Wednesday, November 6, 2013

NCCI

In the past few weeks, there have been a number of relatively routine news stories about NCCI filing new rates and loss costs in various states. Florida just approved a 0.7% increase in average loss costs, based on NCCI recommendations. And Connecticut just approved a 3.2% increase in WC loss costs that had been filed by NCCI. In August, NCCI filed a 4.5% decrease in Illinois Advisory Rates for Workers Comp.

This all got me thinking that a lot of folks might not have a good understanding of what NCCI-the National Council on Compensation Insurance- is and how it operates. And so, this short primer on the organization that is so central to Workers Compensation insurance rates and premium in so many states.

NCCI was organized in 1922 and became operational in 1923, establishing rates for Workers Compensation in ten states. Workers Compensation laws in the U.S. had begun just a decade earlier (The Accidental Republic by John Fabian Witt gives a great history of this.) In the ensuing years, NCCI has significantly increased the number of states where its ratemaking services are used so that a majority of U.S. jurisdictions now use NCCI as the rating bureau for Workers Comp.

That means that, in those states, NCCI has loss and payroll data reported to it by member insurance companies so that NCCI can calculate future rates and rate components (like loss costs) and experience modification factors. NCCI also writes the various manuals of rules that govern premium computation in those states.

But to understand what NCCI is, one should also understand what it is not. It is not a government agency. It is a not-for-profit corporation created by the insurance industry (and technically owned by its member insurance companies.) Insurance company executives constitute a majority of the board of directors of NCCI. And most of NCCI's revenue comes from the fees that insurance companies pay to it. So it's a mistake to characterize NCCI as a regulatory agency, given this close relationship between NCCI and member insurance companies. Yet NCCI is independent of those insurance companies, at least, as independent as an organization can be with such close ties to the industry.

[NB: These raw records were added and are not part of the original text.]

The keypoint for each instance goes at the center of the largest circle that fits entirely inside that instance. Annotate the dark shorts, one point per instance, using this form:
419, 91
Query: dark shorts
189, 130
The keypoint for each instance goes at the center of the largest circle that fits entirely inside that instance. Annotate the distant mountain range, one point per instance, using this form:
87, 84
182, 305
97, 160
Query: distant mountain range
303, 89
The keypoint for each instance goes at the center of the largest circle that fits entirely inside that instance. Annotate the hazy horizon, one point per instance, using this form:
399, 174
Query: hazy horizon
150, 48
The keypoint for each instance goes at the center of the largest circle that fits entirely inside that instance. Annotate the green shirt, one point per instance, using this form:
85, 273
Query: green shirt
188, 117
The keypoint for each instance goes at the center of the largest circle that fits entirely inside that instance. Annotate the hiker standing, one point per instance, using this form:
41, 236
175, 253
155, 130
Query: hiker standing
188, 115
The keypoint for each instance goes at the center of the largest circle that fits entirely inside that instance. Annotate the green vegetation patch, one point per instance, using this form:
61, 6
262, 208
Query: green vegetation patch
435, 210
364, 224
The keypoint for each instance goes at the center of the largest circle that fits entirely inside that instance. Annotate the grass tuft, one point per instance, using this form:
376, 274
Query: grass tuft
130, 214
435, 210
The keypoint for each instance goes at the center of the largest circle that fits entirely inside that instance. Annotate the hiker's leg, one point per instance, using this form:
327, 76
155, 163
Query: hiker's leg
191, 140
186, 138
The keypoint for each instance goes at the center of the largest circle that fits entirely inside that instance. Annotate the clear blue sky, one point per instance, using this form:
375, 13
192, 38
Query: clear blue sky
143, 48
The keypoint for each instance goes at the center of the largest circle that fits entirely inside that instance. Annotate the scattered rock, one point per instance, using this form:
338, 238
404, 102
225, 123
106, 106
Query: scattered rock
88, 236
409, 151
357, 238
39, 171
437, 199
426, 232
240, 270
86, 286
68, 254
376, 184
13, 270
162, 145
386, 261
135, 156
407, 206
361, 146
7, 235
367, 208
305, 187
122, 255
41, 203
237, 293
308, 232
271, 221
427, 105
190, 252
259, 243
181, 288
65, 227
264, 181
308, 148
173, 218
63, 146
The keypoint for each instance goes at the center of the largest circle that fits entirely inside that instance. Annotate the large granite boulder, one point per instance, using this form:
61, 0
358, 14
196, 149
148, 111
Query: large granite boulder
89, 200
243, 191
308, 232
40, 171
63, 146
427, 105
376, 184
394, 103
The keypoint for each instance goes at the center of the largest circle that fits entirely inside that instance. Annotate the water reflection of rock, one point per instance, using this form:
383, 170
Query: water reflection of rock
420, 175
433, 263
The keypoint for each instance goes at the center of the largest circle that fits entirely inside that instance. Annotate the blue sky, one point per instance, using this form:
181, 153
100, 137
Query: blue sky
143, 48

The rates and rating manuals developed by NCCI must be filed with and approved by the various state insurance regulators, but in many states such regulatory oversight is, in this writer/s opinion at least, not as vigorous and well-funded as it might be. And in my experience, NCCI's own internal enforcement of its rules and regulations over member insurers has not always been as thorough and vigilant as policyholders might wish. At the end of the day, NCCI places a high priority on keeping its customers happy. And NCCI's customers are insurance companies, not the policyholders/employers who buy insurance from NCCI member companies.